Friday, July 26, 2024
HomeAg NewsUSDA Spending Cuts Advance in House, Still No New Farm Bill Money

USDA Spending Cuts Advance in House, Still No New Farm Bill Money

House appropriators advanced fiscal 2024 USDA spending on a party-line vote but clawed back billions in unspent pandemic dollars to help offset program cuts. The 34-27 vote sends to the full House a 25 billion-dollar USDA/FDA discretionary spending bill with nearly $7.5 billion of that being unspent pandemic funds.

That allows Speaker McCarthy to keep a promise to rebellious Freedom Caucus conservatives to return spending to FY 2022–not 2023 levels–in McCarthy’s debt deal with the President. A switch that has Appropriations Democrats like Illinois’ Mike Quigley crying foul; “When the Speaker says, ‘we will go through the appropriations process and we will do the numbers that we just agreed to, I know you might read that differently, but if you put it into the whole, larger picture, it’s tougher and people get emotional.”

Especially over $32 billion in SNAP spending cuts from pandemic levels, new SNAP work requirements, and cuts to WIC, rural electric coops, FSA loan forgiveness, and rural clean energy. And then, there’s the farm bill, where AFB’s Dustin Sherer says debt deal numbers will again play a role.

Sherer; “Based on the budget deal that was made by Congress in the Fiscal Responsibility Act, it’s tapped at this year’s spending levels plus one percent for next year. And so, assuming that you abide by that when you account for inflation, there’s no new money for a farm bill.”
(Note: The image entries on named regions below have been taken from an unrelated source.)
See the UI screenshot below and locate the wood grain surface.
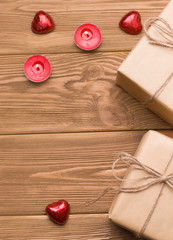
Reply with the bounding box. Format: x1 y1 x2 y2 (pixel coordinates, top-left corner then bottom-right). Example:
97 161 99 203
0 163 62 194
0 0 173 240
0 52 170 134
0 214 136 240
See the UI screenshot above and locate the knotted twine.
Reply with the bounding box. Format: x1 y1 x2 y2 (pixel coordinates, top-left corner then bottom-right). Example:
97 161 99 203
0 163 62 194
86 152 173 238
140 17 173 106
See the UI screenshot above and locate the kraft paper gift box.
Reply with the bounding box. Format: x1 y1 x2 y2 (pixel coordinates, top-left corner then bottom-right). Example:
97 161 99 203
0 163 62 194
116 0 173 125
109 131 173 240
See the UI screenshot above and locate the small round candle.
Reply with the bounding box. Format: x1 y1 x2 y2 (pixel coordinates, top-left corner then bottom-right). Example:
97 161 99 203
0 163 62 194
24 55 51 83
74 23 102 51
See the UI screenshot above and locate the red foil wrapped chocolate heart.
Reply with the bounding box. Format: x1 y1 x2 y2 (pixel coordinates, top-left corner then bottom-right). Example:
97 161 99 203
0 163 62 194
46 200 70 225
119 11 142 35
31 11 55 34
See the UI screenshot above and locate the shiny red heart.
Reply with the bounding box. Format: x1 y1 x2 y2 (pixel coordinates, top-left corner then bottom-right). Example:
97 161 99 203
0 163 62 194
119 11 142 35
32 11 55 34
46 200 70 225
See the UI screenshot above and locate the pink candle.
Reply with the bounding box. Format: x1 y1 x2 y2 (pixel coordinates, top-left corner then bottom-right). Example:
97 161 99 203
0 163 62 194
74 24 102 51
24 55 51 83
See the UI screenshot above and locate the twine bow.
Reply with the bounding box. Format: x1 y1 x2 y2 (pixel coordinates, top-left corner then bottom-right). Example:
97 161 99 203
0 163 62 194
86 152 173 238
143 17 173 106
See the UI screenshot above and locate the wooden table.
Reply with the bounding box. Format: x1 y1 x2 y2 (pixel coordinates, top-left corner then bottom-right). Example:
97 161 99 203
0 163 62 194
0 0 172 240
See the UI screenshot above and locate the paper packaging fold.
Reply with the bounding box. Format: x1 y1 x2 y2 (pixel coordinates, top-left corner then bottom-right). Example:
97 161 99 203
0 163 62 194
109 131 173 240
116 0 173 125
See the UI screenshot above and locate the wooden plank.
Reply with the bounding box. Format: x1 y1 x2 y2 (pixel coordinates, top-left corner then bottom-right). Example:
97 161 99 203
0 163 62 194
0 0 168 14
0 131 173 215
0 52 170 134
0 0 169 54
0 214 136 240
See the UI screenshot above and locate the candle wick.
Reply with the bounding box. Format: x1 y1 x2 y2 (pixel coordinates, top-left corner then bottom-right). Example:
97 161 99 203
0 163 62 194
84 31 89 37
36 64 40 70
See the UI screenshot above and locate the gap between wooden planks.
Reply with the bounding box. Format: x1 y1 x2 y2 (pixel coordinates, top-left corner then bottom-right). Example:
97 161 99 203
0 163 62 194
0 0 169 54
0 52 171 134
0 214 136 240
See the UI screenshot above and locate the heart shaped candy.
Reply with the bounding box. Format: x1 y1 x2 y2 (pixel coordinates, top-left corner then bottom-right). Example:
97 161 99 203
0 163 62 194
119 11 142 35
31 11 55 34
46 200 70 225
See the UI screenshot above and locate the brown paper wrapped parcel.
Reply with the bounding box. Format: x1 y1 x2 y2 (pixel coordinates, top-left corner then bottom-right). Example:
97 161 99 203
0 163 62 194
109 131 173 240
117 0 173 126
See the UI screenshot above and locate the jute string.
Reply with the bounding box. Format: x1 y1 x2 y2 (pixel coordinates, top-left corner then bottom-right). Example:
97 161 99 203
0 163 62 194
86 152 173 238
143 17 173 106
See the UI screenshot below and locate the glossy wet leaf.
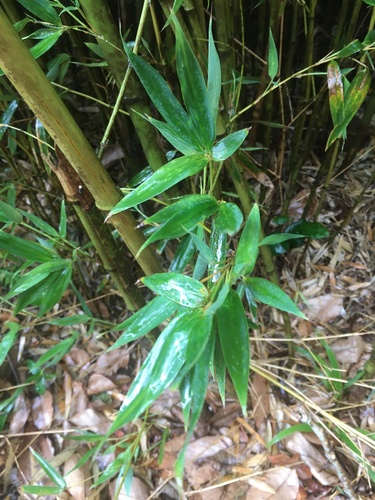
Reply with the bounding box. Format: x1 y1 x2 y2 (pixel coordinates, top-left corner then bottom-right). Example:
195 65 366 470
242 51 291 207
109 309 209 435
215 202 243 236
216 289 250 415
172 16 216 151
245 278 307 319
17 0 61 26
268 28 279 80
233 204 260 279
108 154 207 217
142 273 208 308
108 296 178 351
212 128 249 161
0 232 56 262
125 45 203 151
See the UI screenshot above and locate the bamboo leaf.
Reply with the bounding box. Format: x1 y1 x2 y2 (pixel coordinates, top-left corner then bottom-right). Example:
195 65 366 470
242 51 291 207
268 28 279 81
212 128 249 161
245 278 307 319
108 309 205 435
0 232 56 262
216 289 250 415
142 273 208 308
172 16 216 151
17 0 61 26
108 296 177 351
207 18 221 128
326 68 371 149
215 202 243 236
233 204 260 279
125 44 202 150
30 447 67 490
327 61 344 126
107 154 207 214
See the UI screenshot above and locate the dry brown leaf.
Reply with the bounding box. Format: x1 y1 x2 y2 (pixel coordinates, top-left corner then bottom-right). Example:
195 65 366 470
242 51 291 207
92 348 129 376
9 394 30 434
31 391 53 430
285 432 337 486
69 408 111 435
246 468 299 500
109 477 149 500
87 373 116 396
250 373 270 429
331 335 366 365
305 294 345 323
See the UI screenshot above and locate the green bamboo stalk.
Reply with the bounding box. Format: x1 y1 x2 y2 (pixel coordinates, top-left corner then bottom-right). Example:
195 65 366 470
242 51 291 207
80 0 166 170
0 9 162 274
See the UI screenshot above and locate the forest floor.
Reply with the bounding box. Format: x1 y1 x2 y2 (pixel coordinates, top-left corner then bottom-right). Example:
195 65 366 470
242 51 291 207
0 142 375 500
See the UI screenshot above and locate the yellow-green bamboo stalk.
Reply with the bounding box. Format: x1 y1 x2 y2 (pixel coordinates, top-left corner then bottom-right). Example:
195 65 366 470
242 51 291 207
0 9 162 274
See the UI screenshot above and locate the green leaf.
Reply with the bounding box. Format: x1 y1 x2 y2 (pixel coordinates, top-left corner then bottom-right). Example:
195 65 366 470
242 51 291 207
326 68 371 149
146 116 199 155
30 447 67 490
267 424 312 448
245 278 307 319
125 44 202 151
207 18 221 128
216 289 250 415
0 321 19 366
285 219 329 240
0 232 56 262
30 332 79 374
108 309 209 435
107 154 207 218
172 16 216 151
139 194 218 253
17 0 61 26
108 296 177 351
30 29 64 59
259 233 305 247
233 204 260 279
212 128 249 161
327 61 344 126
215 202 243 236
0 200 22 224
142 273 208 308
268 28 279 80
0 99 18 141
5 259 67 299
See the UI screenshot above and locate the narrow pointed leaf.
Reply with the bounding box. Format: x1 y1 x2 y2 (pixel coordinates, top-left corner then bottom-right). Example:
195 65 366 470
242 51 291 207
327 61 344 126
146 116 201 155
245 278 307 319
207 18 221 124
125 45 202 150
108 154 207 217
215 202 243 236
233 204 260 279
142 273 208 308
268 28 279 80
173 16 216 151
216 289 250 415
109 309 204 434
108 296 178 351
0 232 56 262
212 128 249 161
House Ag Chair G.T. Thompson wants to produce farm bill text before the August recess and pass a bill before the October 1st deadline, but Sherer is cautious after the debt limit fight. Sherer; “It sucked a lot of oxygen out of the room. And so, now that folks are able to focus on the work that needs to get done, I think that timelines can move up if they’re willing to do the work.”

Sherer admits it’s a split Congress before an election year in a tight fiscal environment, and a farm bill extension may still be needed, but he says AFB is hopeful for a new bill before the end of the fiscal year.